TikTok Debunked: Expert weighs in on styling your hair using public hand dryers
There may be more than meets the eye to this seemingly incredible hair hack.
Welcome to TikTok Debunked, a new series where Yahoo Canada digs into the truth behind popular TikTok health, beauty and food trends.
This article is for informational purposes only and is not a substitute for professional medical advice, diagnosis or treatment. Contact a qualified medical professional before engaging in any physical activity, or making any changes to your diet, medication or lifestyle.
Over the years, beauty and lifestyle enthusiasts have turned to TikTok to keep up with the latest hair, nail and makeup trends.
One of the app's most viral hair videos has users either scratching their heads — or running to their closest public restroom (yes, you read that correctly).
While the video shows an easy and effective way to dry and curl your hair using Dyson touchless hand dryers, there may be more than meets the eye to this seemingly incredible hair hack.
Read on for everything you need to know about this social media trend, and whether or not a hair expert endorses it.
The claim — and how it started
Last year, TikTok user @kiingliima posted a video of herself tossing her hair into a Dyson hand dryer.
"Run to y'all public restroom ASAP to get that Dyson Airblade curls," she wrote on the screen of the clip, which received more than 200,000 likes.
To participate in this trend, all you have to do is find a public restroom with Dyson Airblade hand dryers. Dunk your hair in the dryer to activate the hot air, and watch the magic happen.
Since @kiingliima's video went viral for transforming her wet tresses into dry, bouncy curls, many people have ventured to public restrooms to try it out for themselves — and post their results on the app.
However, a doctor on TikTok, who goes by the handle @madmedicine, stitched the video with his take on the trend from a medical perspective.

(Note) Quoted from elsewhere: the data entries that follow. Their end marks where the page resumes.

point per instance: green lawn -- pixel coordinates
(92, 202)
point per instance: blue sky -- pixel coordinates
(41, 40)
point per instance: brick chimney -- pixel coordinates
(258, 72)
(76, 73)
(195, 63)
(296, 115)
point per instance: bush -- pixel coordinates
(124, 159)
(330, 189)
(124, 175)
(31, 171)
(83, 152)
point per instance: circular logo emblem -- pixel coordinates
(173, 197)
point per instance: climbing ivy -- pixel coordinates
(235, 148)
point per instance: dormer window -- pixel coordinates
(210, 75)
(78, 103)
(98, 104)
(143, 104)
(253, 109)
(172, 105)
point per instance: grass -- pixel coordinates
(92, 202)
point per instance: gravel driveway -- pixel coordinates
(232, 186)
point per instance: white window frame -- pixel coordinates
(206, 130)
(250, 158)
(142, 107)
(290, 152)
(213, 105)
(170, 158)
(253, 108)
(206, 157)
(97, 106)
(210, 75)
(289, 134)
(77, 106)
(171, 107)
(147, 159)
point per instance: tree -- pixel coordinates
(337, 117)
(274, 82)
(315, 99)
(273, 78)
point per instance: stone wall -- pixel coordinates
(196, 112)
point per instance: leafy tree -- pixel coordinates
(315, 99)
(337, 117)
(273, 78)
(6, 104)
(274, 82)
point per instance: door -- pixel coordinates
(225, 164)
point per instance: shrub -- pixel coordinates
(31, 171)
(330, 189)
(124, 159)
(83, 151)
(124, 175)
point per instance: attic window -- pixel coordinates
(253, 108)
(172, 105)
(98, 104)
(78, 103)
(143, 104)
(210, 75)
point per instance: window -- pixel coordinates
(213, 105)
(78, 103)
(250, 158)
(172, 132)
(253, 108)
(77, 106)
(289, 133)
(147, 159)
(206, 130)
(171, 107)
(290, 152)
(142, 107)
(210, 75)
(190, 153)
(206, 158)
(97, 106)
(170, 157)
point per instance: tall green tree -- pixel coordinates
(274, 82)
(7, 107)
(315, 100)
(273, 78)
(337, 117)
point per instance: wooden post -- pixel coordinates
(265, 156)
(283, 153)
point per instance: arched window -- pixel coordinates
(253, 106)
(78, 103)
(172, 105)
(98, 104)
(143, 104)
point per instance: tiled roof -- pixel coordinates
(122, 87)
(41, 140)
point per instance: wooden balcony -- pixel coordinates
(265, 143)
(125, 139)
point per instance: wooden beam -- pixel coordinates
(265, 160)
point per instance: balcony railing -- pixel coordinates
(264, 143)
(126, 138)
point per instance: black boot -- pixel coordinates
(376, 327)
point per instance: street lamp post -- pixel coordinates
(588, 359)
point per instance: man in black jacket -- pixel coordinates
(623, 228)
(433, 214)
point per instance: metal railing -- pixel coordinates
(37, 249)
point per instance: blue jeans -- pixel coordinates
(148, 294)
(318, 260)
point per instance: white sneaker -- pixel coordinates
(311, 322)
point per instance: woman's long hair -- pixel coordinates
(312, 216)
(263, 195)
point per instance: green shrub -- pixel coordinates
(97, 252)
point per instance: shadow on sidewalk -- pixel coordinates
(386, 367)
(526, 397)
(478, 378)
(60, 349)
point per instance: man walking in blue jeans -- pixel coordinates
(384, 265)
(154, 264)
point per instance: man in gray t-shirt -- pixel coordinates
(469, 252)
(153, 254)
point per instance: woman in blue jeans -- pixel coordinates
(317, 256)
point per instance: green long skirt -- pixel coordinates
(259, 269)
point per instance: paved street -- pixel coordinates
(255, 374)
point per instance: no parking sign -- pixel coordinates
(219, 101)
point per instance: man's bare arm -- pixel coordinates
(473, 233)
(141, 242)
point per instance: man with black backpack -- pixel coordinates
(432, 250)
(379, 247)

Ultimately, the doctor revealed that "hand dryers in public restrooms are extremely disgusting" and "they can spread more bacteria compared to just towels."
An expert weighs in
To get a hair expert's opinion on the trend, Yahoo Canada interviewed Brittany Da Silva, co-founder of HAIRGOD based in North York, Ont.
When asked her initial thoughts on the viral clip, Da Silva explained while the results may be beautiful, the germs are a major downside.
"The air in the Dyson hand dryer manipulates the hair causing the ends to bend, giving that bouncy blowout look. This look is similar to that of using the Dyson Air Wrap, a machine that retails for over $700," Da Silva said. "However, when you actually start to research how much bacteria hand dryers contain and expel, it’s really not worth the style!"
Additionally, Da Silva added if you have open wounds on the scalp and decided to try the trend, the bacteria from the dryer could cause an infection and folliculitis.
Another element to consider is that your hair might get stuck in the machine.
"It is highly possible for the hair to get stuck. Since these machines are not engineered for drying hair, it is recommended to avoid doing so. I would strongly advise not following this trend," Da Silva said.
Instead of using hand dryers to style your locks, Da Silva recommends people use items that were actually designed for hair, such as curling irons and rollers.
"Don’t forget, a good old fashion blow dryer and round brush comb can work wonders," the stylist said.
Is it debunked?
After studying the trend and learning from the experts, Yahoo Canada has debunked this TikTok fad.
While many users were impressed that hand dryers offer a quick and low-cost way to style their hair, the exposure to harmful bacteria and the possibility of getting your hair stuck makes this craze a no-go.
It's important to remember while TikTok is a platform filled with fun and useful tips, the content on the app is not regulated and may not always be true or safe.air w
"I recommend that people do your own research on products/hot tools that they see on TikTok before purchasing them and/or consulting with their stylist to get expert information," Da Silva said. "Remember, everyone has different hair texture, so what might work for someone on TikTok, may not be the best option for you."